- Location: Haliburton County, Ontario
- Coordinates: 45°02′28″N 78°32′10″W﻿ / ﻿45.041°N 78.536°W
- Type: Glacial lake
- Primary inflows: Drag River
- Primary outflows: Burnt River
- Basin countries: Canada
- Frozen: Mid-December to Late April

= Grass Lake (Haliburton County) =

Grass Lake is a lake in Haliburton County, Ontario, Canada. It is in the "cottage country" area of central Ontario and has many cottages along its shores. It is connected to Head Lake in the east and Kashagawigamog Lake to the west. Like other lakes in the five lake chain, Grass Lake is essentially a widening of the Drag River, which flows from Drag Lake into the chain of lakes at Head Lake and out again at Canning Lake where a dam is controlled by the Trent–Severn Waterway.

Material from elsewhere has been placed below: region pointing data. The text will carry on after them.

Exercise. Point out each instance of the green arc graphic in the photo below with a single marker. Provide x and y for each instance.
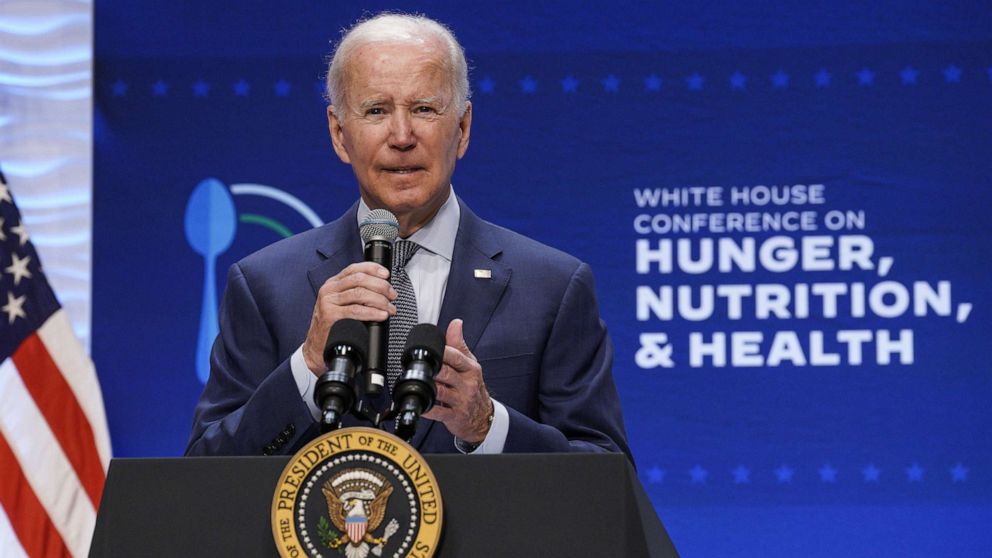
(266, 222)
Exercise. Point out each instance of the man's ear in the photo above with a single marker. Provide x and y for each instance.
(337, 135)
(465, 125)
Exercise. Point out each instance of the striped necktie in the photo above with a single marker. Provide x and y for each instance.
(406, 308)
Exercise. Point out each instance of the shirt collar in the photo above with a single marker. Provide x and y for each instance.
(438, 235)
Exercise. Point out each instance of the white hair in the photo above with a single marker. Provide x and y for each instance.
(389, 27)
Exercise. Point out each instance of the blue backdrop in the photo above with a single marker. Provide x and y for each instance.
(786, 209)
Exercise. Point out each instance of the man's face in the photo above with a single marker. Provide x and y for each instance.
(399, 129)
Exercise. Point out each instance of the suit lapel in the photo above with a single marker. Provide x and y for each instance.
(477, 279)
(341, 247)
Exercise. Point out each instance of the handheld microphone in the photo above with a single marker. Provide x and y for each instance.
(344, 356)
(415, 390)
(379, 230)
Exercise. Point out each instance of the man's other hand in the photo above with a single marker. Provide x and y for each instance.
(462, 402)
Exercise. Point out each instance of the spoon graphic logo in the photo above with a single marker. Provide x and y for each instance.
(211, 222)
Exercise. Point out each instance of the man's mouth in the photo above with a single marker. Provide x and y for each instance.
(402, 170)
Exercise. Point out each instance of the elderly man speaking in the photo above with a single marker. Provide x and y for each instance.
(527, 366)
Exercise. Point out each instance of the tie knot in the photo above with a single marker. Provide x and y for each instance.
(403, 250)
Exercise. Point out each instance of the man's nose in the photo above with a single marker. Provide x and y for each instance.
(401, 136)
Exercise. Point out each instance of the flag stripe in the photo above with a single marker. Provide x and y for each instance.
(36, 535)
(77, 368)
(45, 466)
(10, 545)
(58, 404)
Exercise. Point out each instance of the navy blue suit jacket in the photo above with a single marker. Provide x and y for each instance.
(534, 326)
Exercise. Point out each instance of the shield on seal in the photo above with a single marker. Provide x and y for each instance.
(356, 526)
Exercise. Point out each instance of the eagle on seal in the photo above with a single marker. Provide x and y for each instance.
(356, 502)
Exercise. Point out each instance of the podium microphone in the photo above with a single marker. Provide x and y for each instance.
(344, 356)
(415, 390)
(378, 229)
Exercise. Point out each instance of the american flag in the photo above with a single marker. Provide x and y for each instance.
(54, 444)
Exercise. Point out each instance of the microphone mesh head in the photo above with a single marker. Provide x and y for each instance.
(379, 223)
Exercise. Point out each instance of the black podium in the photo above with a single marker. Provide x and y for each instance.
(545, 505)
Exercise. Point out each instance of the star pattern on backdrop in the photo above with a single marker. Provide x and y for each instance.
(695, 81)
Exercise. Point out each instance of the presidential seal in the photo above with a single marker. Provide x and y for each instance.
(357, 492)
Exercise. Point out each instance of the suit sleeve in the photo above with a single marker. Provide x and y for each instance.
(578, 405)
(251, 404)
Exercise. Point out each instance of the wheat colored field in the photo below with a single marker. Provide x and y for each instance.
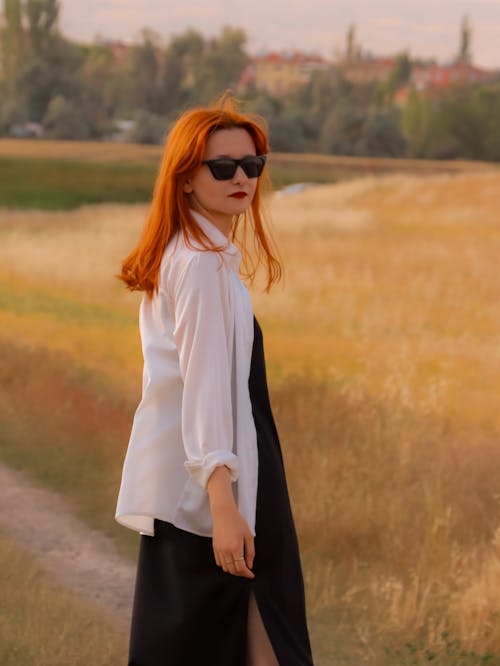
(383, 353)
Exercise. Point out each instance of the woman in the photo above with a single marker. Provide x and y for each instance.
(219, 578)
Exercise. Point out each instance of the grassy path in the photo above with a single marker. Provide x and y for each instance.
(77, 556)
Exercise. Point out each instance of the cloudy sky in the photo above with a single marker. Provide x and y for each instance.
(425, 27)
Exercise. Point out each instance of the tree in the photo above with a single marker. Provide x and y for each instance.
(42, 18)
(384, 92)
(352, 50)
(12, 44)
(464, 52)
(142, 74)
(416, 124)
(35, 86)
(148, 129)
(63, 120)
(100, 78)
(380, 136)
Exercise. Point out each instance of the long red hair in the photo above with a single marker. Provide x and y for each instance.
(169, 210)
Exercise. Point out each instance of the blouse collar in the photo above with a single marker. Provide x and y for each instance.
(218, 238)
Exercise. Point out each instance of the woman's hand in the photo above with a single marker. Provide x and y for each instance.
(232, 540)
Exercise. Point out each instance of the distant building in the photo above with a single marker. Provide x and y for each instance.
(118, 49)
(367, 69)
(280, 72)
(431, 81)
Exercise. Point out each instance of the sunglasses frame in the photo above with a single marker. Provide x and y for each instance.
(213, 164)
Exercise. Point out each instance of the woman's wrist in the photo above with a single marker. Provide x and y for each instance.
(219, 489)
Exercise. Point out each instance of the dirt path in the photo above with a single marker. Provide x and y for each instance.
(77, 556)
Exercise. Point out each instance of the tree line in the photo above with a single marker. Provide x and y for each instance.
(81, 91)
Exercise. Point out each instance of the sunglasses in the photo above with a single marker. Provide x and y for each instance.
(224, 168)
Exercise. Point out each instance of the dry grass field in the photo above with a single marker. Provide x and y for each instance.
(43, 624)
(383, 352)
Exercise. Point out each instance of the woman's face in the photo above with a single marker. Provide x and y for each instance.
(221, 200)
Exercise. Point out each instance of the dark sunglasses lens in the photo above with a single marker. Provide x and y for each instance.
(222, 169)
(253, 166)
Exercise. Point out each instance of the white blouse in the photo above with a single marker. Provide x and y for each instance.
(195, 413)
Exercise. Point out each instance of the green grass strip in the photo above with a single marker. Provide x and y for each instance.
(57, 184)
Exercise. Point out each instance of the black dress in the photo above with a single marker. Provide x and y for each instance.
(188, 611)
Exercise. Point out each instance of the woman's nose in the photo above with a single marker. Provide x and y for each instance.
(239, 175)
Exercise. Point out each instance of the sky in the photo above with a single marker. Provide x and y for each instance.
(424, 27)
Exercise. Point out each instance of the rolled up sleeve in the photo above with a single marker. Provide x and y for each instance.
(203, 334)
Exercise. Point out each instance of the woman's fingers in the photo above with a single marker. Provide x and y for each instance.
(233, 564)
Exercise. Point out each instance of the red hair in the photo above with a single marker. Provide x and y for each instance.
(169, 210)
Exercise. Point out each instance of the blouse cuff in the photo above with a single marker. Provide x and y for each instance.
(201, 470)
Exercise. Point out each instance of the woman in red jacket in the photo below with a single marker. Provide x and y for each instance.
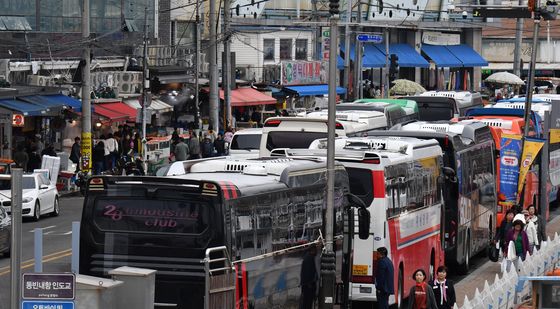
(421, 294)
(519, 237)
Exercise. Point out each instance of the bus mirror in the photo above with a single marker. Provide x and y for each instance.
(449, 174)
(363, 223)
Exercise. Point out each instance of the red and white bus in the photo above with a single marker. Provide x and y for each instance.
(398, 179)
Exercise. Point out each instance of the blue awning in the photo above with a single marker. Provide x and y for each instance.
(468, 56)
(25, 108)
(310, 90)
(372, 57)
(408, 56)
(441, 56)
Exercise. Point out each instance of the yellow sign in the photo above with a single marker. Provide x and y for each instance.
(359, 270)
(531, 148)
(86, 151)
(554, 136)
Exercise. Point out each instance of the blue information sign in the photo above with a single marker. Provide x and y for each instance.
(370, 38)
(38, 304)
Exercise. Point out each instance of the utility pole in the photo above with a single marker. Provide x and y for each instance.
(86, 99)
(328, 258)
(197, 68)
(213, 95)
(226, 74)
(347, 43)
(517, 69)
(145, 88)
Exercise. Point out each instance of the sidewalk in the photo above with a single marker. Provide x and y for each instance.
(488, 271)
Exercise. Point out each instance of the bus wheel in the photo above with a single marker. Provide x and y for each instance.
(464, 268)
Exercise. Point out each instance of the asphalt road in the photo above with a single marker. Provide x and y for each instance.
(57, 243)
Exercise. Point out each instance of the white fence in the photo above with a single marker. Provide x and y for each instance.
(511, 290)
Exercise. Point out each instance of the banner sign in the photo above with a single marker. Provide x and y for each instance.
(531, 149)
(510, 152)
(304, 72)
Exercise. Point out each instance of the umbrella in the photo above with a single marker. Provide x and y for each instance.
(406, 87)
(505, 78)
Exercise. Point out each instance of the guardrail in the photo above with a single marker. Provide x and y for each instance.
(509, 290)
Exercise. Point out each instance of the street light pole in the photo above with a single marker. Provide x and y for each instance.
(328, 258)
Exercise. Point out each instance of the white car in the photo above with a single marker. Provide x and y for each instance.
(40, 196)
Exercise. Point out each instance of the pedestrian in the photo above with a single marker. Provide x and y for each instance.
(421, 295)
(531, 231)
(308, 278)
(444, 290)
(519, 237)
(506, 225)
(220, 145)
(99, 158)
(76, 152)
(21, 157)
(384, 279)
(539, 223)
(181, 150)
(194, 147)
(207, 147)
(111, 151)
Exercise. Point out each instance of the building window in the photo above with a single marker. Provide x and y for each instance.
(268, 49)
(285, 49)
(301, 49)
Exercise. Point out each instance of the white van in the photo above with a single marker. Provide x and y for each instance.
(300, 132)
(246, 143)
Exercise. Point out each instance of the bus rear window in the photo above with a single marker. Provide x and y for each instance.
(361, 184)
(292, 139)
(151, 216)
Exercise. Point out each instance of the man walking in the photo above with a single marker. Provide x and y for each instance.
(384, 283)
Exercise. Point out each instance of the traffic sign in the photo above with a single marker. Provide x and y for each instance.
(36, 304)
(370, 38)
(48, 286)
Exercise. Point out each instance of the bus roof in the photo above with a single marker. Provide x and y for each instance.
(401, 102)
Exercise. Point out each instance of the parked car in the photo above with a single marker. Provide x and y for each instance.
(5, 236)
(40, 196)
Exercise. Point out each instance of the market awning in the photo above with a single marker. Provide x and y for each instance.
(408, 56)
(441, 56)
(468, 56)
(27, 109)
(246, 97)
(157, 105)
(372, 57)
(310, 90)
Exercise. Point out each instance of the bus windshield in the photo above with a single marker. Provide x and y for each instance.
(139, 215)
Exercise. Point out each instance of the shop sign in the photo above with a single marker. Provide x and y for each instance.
(304, 72)
(439, 38)
(18, 120)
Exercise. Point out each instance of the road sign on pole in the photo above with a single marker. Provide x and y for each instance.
(370, 38)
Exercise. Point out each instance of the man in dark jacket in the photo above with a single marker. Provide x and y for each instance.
(444, 290)
(384, 282)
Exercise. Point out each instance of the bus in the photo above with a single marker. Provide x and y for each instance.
(299, 132)
(470, 196)
(261, 218)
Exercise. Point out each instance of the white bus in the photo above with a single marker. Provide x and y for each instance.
(299, 132)
(398, 180)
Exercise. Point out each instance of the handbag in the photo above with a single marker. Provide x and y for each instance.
(494, 252)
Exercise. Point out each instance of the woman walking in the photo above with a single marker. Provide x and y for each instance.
(421, 294)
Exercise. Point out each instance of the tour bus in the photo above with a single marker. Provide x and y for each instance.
(399, 180)
(465, 100)
(245, 143)
(299, 132)
(393, 112)
(470, 197)
(498, 127)
(260, 219)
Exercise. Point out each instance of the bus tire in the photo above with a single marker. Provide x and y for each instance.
(464, 267)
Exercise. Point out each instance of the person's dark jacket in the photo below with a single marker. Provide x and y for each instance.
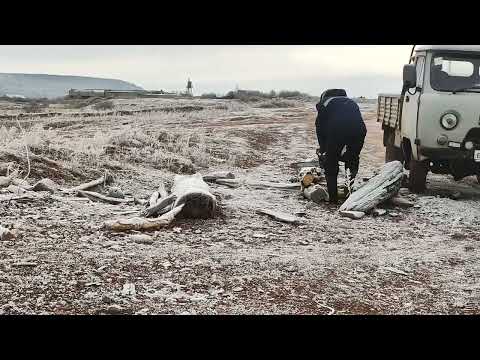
(338, 120)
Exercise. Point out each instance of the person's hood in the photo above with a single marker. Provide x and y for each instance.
(331, 93)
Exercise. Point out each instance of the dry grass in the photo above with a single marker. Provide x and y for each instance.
(176, 150)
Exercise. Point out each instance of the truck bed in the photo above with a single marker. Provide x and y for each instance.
(388, 110)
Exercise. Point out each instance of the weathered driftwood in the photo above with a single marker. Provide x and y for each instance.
(6, 168)
(267, 185)
(44, 185)
(20, 182)
(162, 191)
(16, 189)
(377, 190)
(143, 224)
(7, 180)
(103, 180)
(233, 183)
(313, 162)
(401, 202)
(355, 215)
(272, 185)
(280, 216)
(218, 175)
(194, 193)
(316, 193)
(156, 208)
(5, 234)
(102, 198)
(153, 199)
(138, 201)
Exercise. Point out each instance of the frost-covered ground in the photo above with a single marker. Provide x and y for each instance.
(422, 261)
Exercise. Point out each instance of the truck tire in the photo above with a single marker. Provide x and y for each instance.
(393, 153)
(418, 175)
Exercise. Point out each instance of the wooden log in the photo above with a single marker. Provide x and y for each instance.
(213, 177)
(280, 216)
(232, 183)
(103, 180)
(5, 234)
(377, 190)
(44, 185)
(138, 201)
(162, 192)
(142, 224)
(261, 185)
(355, 215)
(316, 193)
(401, 202)
(271, 185)
(6, 168)
(156, 208)
(313, 162)
(102, 198)
(153, 199)
(20, 182)
(16, 189)
(194, 193)
(7, 180)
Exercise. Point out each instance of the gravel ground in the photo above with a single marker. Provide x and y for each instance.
(421, 260)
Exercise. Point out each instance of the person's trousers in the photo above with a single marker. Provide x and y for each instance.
(351, 158)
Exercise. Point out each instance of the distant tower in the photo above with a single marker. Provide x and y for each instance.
(189, 87)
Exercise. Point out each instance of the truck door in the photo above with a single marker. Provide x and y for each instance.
(410, 106)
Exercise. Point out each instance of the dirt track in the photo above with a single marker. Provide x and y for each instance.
(422, 261)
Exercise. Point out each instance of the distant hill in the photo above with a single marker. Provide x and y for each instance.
(52, 86)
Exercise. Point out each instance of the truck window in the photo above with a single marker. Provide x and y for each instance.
(450, 72)
(420, 70)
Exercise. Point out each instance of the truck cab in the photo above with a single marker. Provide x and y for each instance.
(434, 124)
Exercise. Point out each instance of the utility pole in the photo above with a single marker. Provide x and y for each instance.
(189, 87)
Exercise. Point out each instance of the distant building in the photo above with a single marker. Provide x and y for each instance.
(14, 96)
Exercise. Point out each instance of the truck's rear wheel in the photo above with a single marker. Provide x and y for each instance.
(393, 153)
(418, 175)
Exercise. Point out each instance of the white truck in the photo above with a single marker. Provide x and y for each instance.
(434, 125)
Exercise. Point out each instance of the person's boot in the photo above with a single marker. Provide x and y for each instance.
(332, 189)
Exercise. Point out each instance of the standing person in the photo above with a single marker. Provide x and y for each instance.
(339, 124)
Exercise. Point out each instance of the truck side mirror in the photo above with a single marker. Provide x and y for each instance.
(409, 76)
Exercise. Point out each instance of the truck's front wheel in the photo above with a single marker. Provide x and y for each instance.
(418, 175)
(392, 152)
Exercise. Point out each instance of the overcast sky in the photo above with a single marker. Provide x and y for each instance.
(362, 70)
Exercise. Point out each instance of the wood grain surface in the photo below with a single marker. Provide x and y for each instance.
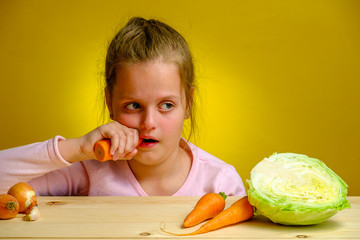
(140, 218)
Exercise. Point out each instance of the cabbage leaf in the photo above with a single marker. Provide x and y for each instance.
(294, 189)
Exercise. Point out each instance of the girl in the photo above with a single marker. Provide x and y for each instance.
(149, 93)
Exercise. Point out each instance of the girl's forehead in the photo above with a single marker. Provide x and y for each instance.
(148, 79)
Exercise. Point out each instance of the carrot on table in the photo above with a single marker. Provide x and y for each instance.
(239, 211)
(102, 149)
(207, 207)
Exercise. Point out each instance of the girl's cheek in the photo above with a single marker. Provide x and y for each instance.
(129, 120)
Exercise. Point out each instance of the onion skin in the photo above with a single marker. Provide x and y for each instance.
(9, 206)
(25, 195)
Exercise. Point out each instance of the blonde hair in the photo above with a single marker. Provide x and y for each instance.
(143, 40)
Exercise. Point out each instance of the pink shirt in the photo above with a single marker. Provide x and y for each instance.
(42, 166)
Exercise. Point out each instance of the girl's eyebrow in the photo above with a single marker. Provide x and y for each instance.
(132, 98)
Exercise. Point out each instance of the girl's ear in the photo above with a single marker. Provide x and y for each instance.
(188, 110)
(108, 102)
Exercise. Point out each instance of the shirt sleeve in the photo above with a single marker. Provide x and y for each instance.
(37, 164)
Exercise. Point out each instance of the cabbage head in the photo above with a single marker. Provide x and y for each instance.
(294, 189)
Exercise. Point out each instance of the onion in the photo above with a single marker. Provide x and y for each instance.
(25, 195)
(9, 206)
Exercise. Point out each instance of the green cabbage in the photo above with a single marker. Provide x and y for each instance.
(294, 189)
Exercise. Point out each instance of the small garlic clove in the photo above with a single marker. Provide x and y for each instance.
(33, 215)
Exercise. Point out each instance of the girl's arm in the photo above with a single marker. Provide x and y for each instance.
(23, 163)
(123, 143)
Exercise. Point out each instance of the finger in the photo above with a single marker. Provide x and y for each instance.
(130, 155)
(114, 145)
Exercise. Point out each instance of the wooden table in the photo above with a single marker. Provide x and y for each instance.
(140, 217)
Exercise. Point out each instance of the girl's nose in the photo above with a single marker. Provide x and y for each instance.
(148, 120)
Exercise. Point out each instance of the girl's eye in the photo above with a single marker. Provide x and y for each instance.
(166, 106)
(132, 106)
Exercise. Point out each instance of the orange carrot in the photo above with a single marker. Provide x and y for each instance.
(102, 149)
(209, 205)
(239, 211)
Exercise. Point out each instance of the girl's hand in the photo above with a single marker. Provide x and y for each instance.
(123, 143)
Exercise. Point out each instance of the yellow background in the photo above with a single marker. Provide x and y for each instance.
(274, 76)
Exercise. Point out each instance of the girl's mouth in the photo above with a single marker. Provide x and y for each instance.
(148, 142)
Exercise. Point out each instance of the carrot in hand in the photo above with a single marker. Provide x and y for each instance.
(209, 205)
(239, 211)
(102, 149)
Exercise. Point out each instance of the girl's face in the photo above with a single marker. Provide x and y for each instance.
(147, 96)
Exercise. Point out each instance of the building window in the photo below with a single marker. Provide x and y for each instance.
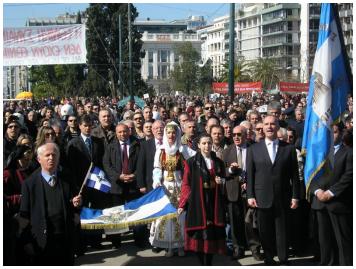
(164, 74)
(163, 56)
(150, 71)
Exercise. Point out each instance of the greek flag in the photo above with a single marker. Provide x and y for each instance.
(328, 89)
(97, 180)
(146, 209)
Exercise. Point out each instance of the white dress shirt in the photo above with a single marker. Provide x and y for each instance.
(269, 145)
(127, 147)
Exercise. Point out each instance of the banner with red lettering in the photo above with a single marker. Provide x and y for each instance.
(239, 87)
(293, 87)
(42, 45)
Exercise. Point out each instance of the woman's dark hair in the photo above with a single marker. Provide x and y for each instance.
(347, 137)
(202, 136)
(16, 155)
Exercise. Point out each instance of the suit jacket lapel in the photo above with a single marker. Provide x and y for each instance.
(264, 151)
(132, 147)
(152, 145)
(84, 147)
(38, 188)
(279, 151)
(118, 152)
(233, 154)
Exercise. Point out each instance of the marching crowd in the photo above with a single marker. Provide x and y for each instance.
(233, 170)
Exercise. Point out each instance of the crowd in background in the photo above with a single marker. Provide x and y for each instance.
(159, 144)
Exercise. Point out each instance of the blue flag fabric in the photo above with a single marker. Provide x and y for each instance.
(97, 180)
(328, 89)
(145, 209)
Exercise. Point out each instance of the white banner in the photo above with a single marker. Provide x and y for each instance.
(42, 45)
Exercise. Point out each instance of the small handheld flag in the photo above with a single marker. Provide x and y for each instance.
(97, 180)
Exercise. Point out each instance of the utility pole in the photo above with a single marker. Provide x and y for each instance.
(231, 52)
(121, 88)
(130, 53)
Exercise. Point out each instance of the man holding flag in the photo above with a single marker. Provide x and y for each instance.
(328, 165)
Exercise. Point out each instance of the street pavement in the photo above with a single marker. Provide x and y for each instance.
(130, 255)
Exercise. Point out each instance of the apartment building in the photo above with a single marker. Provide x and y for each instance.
(160, 38)
(214, 43)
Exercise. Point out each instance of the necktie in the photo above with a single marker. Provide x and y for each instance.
(239, 157)
(52, 181)
(88, 144)
(125, 160)
(273, 152)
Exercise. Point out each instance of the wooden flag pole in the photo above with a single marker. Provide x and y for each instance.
(86, 179)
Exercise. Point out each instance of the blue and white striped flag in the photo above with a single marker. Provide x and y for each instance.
(145, 209)
(97, 180)
(328, 89)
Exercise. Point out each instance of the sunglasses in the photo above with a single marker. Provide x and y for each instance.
(12, 127)
(49, 134)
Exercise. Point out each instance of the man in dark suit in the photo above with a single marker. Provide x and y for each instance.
(81, 152)
(272, 187)
(120, 164)
(146, 157)
(47, 205)
(235, 160)
(332, 200)
(105, 129)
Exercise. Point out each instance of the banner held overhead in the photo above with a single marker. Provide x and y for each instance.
(239, 87)
(43, 45)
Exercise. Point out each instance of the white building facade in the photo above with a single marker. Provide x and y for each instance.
(160, 40)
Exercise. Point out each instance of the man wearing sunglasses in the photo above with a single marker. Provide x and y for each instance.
(272, 188)
(235, 159)
(10, 137)
(209, 111)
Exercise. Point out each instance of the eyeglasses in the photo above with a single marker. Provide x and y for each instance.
(47, 135)
(237, 134)
(12, 127)
(209, 108)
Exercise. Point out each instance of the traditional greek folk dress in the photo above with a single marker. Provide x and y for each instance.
(203, 200)
(168, 170)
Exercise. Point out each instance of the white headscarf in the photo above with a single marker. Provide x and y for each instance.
(171, 150)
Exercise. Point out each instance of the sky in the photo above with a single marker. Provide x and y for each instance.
(16, 14)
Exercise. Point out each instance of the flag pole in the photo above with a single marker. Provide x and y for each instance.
(335, 11)
(85, 179)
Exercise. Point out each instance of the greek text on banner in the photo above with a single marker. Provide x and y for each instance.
(239, 87)
(42, 45)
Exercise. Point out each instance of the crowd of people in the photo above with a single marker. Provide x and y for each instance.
(233, 169)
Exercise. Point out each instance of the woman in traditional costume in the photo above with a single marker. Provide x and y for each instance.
(202, 199)
(168, 171)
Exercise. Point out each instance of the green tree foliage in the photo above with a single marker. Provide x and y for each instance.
(185, 73)
(57, 80)
(103, 50)
(102, 36)
(265, 70)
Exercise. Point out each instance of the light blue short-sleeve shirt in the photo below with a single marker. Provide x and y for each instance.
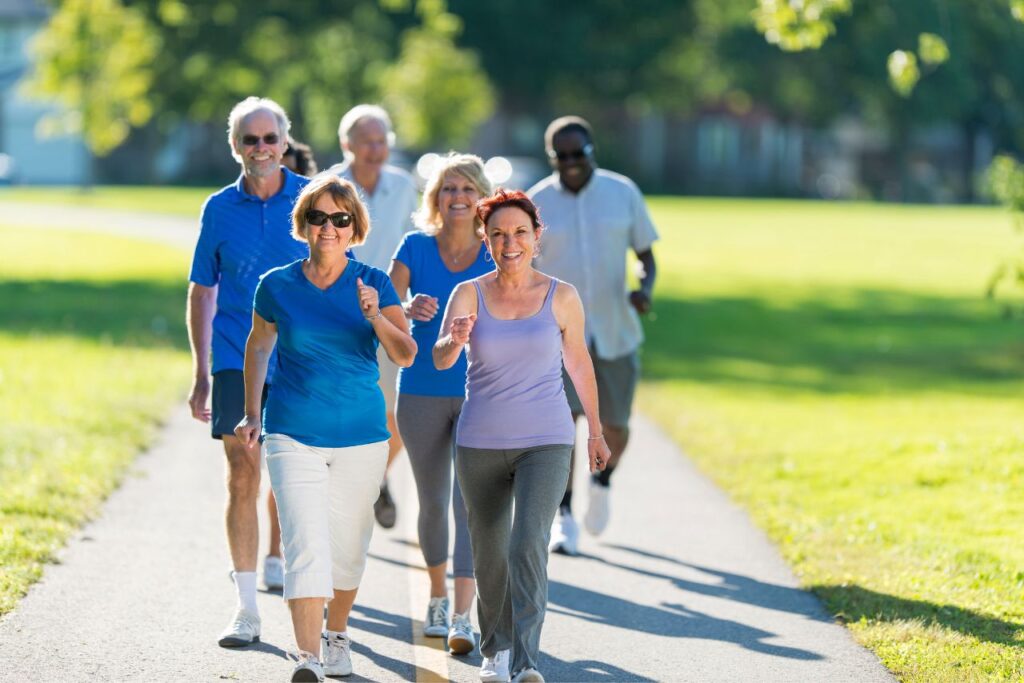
(325, 392)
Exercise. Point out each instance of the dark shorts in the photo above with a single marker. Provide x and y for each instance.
(228, 403)
(616, 384)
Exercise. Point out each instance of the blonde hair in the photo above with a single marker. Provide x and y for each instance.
(427, 217)
(344, 195)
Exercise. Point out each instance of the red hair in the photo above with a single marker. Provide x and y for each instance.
(503, 199)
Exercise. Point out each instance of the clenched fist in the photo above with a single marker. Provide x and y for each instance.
(369, 299)
(462, 327)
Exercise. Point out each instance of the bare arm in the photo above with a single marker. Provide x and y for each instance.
(258, 348)
(389, 325)
(201, 306)
(580, 367)
(459, 319)
(422, 306)
(641, 298)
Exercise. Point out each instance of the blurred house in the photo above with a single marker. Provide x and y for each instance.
(26, 158)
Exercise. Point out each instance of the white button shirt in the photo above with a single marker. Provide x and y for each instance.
(390, 209)
(587, 237)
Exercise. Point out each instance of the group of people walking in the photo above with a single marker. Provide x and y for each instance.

Residents of Grass Lake are represented by the Grass Lake Association.

==Ecology==
Watersheds Canada found in a 2015 survey, "93% of properties on Grass Lake had submergent plants while 58% of properties had emergent vegetation which is an important source of habitat for fish, and other aquatic organisms. Floating vegetation was found less frequently on Grass Lake but is still an important part of the aquatic ecosystem, giving habitat to birds, frogs, dragonflies, and other wildlife." On the topic of wildlife habitats, the same survey found, "(The) most common types of nearshore habitat on Grass Lake were terrestrial logs (and) overhanging vegetation. Most properties on Grass Lake had some amount of habitat present."